La donna ha rilasciato un’intervista a la Repubblica, in cui traspare tutto il suo dolore per la morte del figlio.

Continuando “Quel giorno sono morta anch’io. Non gli hanno sferrato undici coltellate, ma dodici. Perché una è stata piantata nel mio cuore“.

Finnegan Lee Elder e Gabriel Natale Hjorth sono in carcere dal giorno successivo all’assassinio. In primo grado sono stati condannati all’ergastolo, per entrambi l’accusa è stata di omicidio volontario.

Mi hanno inviato una lettera. Forse un giorno li perdonerò, adesso non ce la faccio” ha affermato poi.

La sera in cui Cerciello è morto, a chiamare Silvia è stato il comandante. Le ha detto che il figlio non stava bene e che sarebbero andati a prenderla. Inizialmente ha pensato a un malore.

Quando ho visto che in autostrada ci scortavano due auto dei carabinieri ho capito. In ospedale ho visto mio figlio su una barella. Perché non sono morta io? Me lo chiedo ogni giorno” ha detto disperata la donna come riporta Fanpage.it.

A quell’appuntamento, Mario era andato senza la pistola: “Anche se l’avesse avuta non sarebbe cambiato nulla, Mario non l’avrebbe mai usata contro un ragazzo. Sono certa che gli avrà parlato, cercando di fargli capire che stava sbagliando.
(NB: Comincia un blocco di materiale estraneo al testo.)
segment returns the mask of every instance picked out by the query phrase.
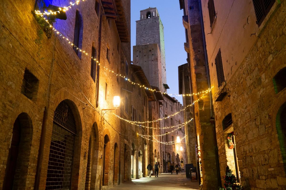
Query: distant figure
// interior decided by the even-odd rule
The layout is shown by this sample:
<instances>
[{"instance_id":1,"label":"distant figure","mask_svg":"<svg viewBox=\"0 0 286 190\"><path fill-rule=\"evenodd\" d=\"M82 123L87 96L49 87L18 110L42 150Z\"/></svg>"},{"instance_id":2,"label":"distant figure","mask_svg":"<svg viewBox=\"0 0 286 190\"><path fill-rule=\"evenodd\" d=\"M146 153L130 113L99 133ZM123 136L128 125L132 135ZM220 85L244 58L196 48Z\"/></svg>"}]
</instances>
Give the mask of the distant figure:
<instances>
[{"instance_id":1,"label":"distant figure","mask_svg":"<svg viewBox=\"0 0 286 190\"><path fill-rule=\"evenodd\" d=\"M176 173L177 173L177 174L178 174L178 173L179 172L179 170L180 169L180 168L179 167L179 165L178 164L176 164L176 166L175 167L175 169L176 170Z\"/></svg>"},{"instance_id":2,"label":"distant figure","mask_svg":"<svg viewBox=\"0 0 286 190\"><path fill-rule=\"evenodd\" d=\"M172 164L170 166L170 170L171 170L171 174L173 174L173 170L174 170L174 166Z\"/></svg>"},{"instance_id":3,"label":"distant figure","mask_svg":"<svg viewBox=\"0 0 286 190\"><path fill-rule=\"evenodd\" d=\"M151 172L152 171L152 169L153 168L152 166L150 163L147 166L147 169L148 170L148 175L149 176L149 177L151 177Z\"/></svg>"},{"instance_id":4,"label":"distant figure","mask_svg":"<svg viewBox=\"0 0 286 190\"><path fill-rule=\"evenodd\" d=\"M156 162L156 164L155 165L154 165L154 169L155 171L155 177L158 177L158 173L159 171L159 167L160 166L158 165L158 163ZM156 174L157 174L157 176L156 176Z\"/></svg>"}]
</instances>

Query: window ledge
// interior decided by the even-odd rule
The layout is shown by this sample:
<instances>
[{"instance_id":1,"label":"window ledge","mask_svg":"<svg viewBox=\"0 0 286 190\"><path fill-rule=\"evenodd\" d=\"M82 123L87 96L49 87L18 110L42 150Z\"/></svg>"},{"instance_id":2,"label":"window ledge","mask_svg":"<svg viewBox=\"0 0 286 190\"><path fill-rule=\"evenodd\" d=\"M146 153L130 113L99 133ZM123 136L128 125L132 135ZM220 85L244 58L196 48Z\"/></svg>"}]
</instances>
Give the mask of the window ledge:
<instances>
[{"instance_id":1,"label":"window ledge","mask_svg":"<svg viewBox=\"0 0 286 190\"><path fill-rule=\"evenodd\" d=\"M278 2L278 1L279 2ZM260 25L258 26L258 30L256 33L256 35L257 37L259 37L262 34L264 29L268 25L268 23L271 21L274 15L277 12L277 10L280 7L281 4L281 3L280 1L275 1L273 5L272 6L270 11L269 11L269 12L266 15L266 17Z\"/></svg>"}]
</instances>

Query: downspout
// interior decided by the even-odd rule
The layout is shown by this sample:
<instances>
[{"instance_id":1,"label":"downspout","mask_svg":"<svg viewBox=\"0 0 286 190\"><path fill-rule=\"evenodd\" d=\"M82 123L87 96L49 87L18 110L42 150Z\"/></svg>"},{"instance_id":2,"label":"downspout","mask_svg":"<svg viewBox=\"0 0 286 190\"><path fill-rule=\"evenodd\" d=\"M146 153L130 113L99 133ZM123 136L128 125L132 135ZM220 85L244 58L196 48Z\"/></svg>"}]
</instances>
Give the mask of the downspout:
<instances>
[{"instance_id":1,"label":"downspout","mask_svg":"<svg viewBox=\"0 0 286 190\"><path fill-rule=\"evenodd\" d=\"M201 3L201 0L199 0L199 6L200 7L200 22L201 22L201 26L202 27L202 40L203 40L203 43L204 44L204 58L205 59L205 63L206 64L206 75L207 75L207 77L208 80L208 88L210 88L210 74L209 74L209 68L208 67L208 57L207 54L206 54L206 39L205 39L205 34L204 33L204 26L203 24L203 20L202 19L202 4ZM213 107L212 105L212 93L210 91L209 92L209 97L210 97L210 120L211 119L213 120L213 119L212 117L212 108ZM219 168L219 152L217 148L217 134L215 130L215 122L214 121L213 122L213 123L212 123L212 122L211 122L212 125L212 127L214 128L214 136L215 137L215 140L214 145L216 146L217 148L216 148L215 150L215 153L216 153L216 161L217 162L217 164L216 164L217 166L217 180L218 180L218 184L221 187L222 185L221 184L221 174L220 172L220 168Z\"/></svg>"},{"instance_id":2,"label":"downspout","mask_svg":"<svg viewBox=\"0 0 286 190\"><path fill-rule=\"evenodd\" d=\"M41 172L41 167L40 166L42 165L43 160L43 153L44 145L45 144L45 134L46 133L46 126L47 125L47 107L45 107L44 111L44 115L43 118L43 123L42 124L42 129L41 133L41 138L40 140L40 144L38 154L38 160L37 162L37 170L36 171L36 176L35 177L35 182L34 185L34 189L39 189L40 184L40 173Z\"/></svg>"}]
</instances>

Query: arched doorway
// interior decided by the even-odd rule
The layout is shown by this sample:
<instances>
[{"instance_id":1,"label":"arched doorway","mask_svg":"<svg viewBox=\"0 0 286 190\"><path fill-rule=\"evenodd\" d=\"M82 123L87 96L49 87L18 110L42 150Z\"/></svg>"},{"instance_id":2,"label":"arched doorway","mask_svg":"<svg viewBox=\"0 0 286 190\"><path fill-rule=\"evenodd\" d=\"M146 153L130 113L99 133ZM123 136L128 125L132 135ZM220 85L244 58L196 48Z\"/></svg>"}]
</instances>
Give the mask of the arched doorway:
<instances>
[{"instance_id":1,"label":"arched doorway","mask_svg":"<svg viewBox=\"0 0 286 190\"><path fill-rule=\"evenodd\" d=\"M139 177L142 177L143 175L142 171L142 162L143 161L143 154L142 151L140 150L139 151L138 154L138 175Z\"/></svg>"},{"instance_id":2,"label":"arched doorway","mask_svg":"<svg viewBox=\"0 0 286 190\"><path fill-rule=\"evenodd\" d=\"M67 103L63 101L54 114L46 189L71 188L75 141L77 135L74 114Z\"/></svg>"},{"instance_id":3,"label":"arched doorway","mask_svg":"<svg viewBox=\"0 0 286 190\"><path fill-rule=\"evenodd\" d=\"M284 169L286 171L286 102L279 108L276 117L276 128L280 148L283 160Z\"/></svg>"},{"instance_id":4,"label":"arched doorway","mask_svg":"<svg viewBox=\"0 0 286 190\"><path fill-rule=\"evenodd\" d=\"M109 172L109 156L110 154L110 141L107 134L104 136L103 148L103 169L102 171L102 185L108 185Z\"/></svg>"},{"instance_id":5,"label":"arched doorway","mask_svg":"<svg viewBox=\"0 0 286 190\"><path fill-rule=\"evenodd\" d=\"M25 187L33 135L32 122L25 113L19 115L14 122L9 150L3 189Z\"/></svg>"},{"instance_id":6,"label":"arched doorway","mask_svg":"<svg viewBox=\"0 0 286 190\"><path fill-rule=\"evenodd\" d=\"M90 132L88 144L86 177L86 190L94 190L98 188L98 187L96 187L97 170L95 169L97 167L98 159L99 145L98 135L97 124L96 122L95 122Z\"/></svg>"},{"instance_id":7,"label":"arched doorway","mask_svg":"<svg viewBox=\"0 0 286 190\"><path fill-rule=\"evenodd\" d=\"M114 145L114 162L113 165L113 185L118 185L119 169L119 150L117 144Z\"/></svg>"}]
</instances>

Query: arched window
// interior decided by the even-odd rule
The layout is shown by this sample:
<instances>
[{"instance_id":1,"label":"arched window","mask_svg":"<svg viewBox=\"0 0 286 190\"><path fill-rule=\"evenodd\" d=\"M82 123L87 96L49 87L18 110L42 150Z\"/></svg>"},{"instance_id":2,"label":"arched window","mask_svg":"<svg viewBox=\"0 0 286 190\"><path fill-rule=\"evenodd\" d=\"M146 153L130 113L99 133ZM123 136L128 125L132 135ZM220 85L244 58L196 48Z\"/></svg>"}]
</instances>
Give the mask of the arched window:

Non se l’aspettava, secondo me, che sarebbe stato accoltellato“.

Mario Cerciello Rega è stato accoltellato la notte tra il 25 e il 26 luglio 2019. Esattamente due anni fa, il vicebrigadiere dei carabinieri, che il giorno dopo sarebbe andato in ferie, è morto mentre era in servizio insieme al collega Andrea Varriale.

Erano stati chiamati da Sergio Brugiatelli, un uomo che qualche ora prima aveva fatto da intermediario per l’acquisto di droga tra due turisti americani e un pusher. Lo scambio però era andato male, e i due ragazzi erano scappati, portandosi via il suo zaino. Poi gli hanno telefonato per minacciarlo, dicendogli che volevano un grammo di cocaina e 100 euro per la restituzione dei suoi effetti.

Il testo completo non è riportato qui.